Spark Operator

This topic provides an overview of Spark Operator on HPE Ezmeral Runtime Enterprise.

HPE Ezmeral Runtime Enterprise 5.4.0 and later supports multiversion Spark Operator. You can submit Spark Applications for different versions of Apache Spark using a single Spark Operator. When you submit the Spark Applications, Spark Operator creates a Kubernetes spark-submit job. The spark-submit job spawns the driver pod. A Spark driver pod launches a set of Spark executors that execute the job you want to run.

Starting from HPE Ezmeral Runtime Enterprise 5.6.0, Spark 3.3.x and later versions support enhanced S3 features introduced in Hadoop 3.x.

Starting from HPE Ezmeral Runtime Enterprise 5.5.0, you can choose to use Spark images provided by HPE Ezmeral Runtime Enterprise or your own open-source Spark images.

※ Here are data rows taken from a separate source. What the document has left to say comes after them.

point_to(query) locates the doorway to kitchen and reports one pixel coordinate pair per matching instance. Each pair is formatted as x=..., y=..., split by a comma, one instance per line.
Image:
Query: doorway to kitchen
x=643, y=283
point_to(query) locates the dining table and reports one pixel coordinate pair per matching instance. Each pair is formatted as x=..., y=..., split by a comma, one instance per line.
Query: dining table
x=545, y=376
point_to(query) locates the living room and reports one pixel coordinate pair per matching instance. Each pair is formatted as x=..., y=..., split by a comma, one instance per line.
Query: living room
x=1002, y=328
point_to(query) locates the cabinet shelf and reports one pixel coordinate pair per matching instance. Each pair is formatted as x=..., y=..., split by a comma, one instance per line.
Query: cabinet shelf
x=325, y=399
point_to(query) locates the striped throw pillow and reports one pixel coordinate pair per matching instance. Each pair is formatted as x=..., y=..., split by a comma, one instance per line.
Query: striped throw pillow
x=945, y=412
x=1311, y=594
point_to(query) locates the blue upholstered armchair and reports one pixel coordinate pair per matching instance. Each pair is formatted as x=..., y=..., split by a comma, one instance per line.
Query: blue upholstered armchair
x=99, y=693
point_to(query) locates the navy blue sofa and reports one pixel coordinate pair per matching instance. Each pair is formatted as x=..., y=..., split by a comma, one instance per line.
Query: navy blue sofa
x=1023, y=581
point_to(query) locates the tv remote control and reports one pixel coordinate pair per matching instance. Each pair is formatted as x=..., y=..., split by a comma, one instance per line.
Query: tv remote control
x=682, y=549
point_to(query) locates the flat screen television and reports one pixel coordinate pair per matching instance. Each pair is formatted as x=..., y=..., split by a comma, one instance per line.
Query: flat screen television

Spark Operator supports open-source Spark version compatible with the Kubernetes version supported on HPE Ezmeral Runtime Enterprise. With the support for open-source Spark, you can build your Spark with Hadoop 3 profile or any other profile of your choice.

You can integrate open-source Spark with Spark History Server by using PVC.

To use open-source Spark, build Spark and then build Spark images to run in HPE Ezmeral Runtime Enterprise. See Building Spark and Building Images.

However, open-source Spark does not support the following:
  • Data Fabric filesystem, Data Fabric Streams, and any other Data Fabric sources and sinks which require Data Fabric client.
  • Data Fabric specific security features (Data Fabric SASL).
NOTE Livy does not support open-source Spark images on HPE Ezmeral Runtime Enterprise.
HPE Ezmeral Runtime Enterprise supports all the features and parameters supported by open-source Spark on K8s documentation excluding the security feature. HPE Ezmeral Runtime Enterprise supports the following Spark security features:
  • If you are a local user, set the spark.mapr.user.secret option on your Spark application yaml file.
  • If you are AD/LDAP user, spark.mapr.user.secret option is automatically set using the ticketgenerator webhook.
  • You must not change the user context. See using pod security context.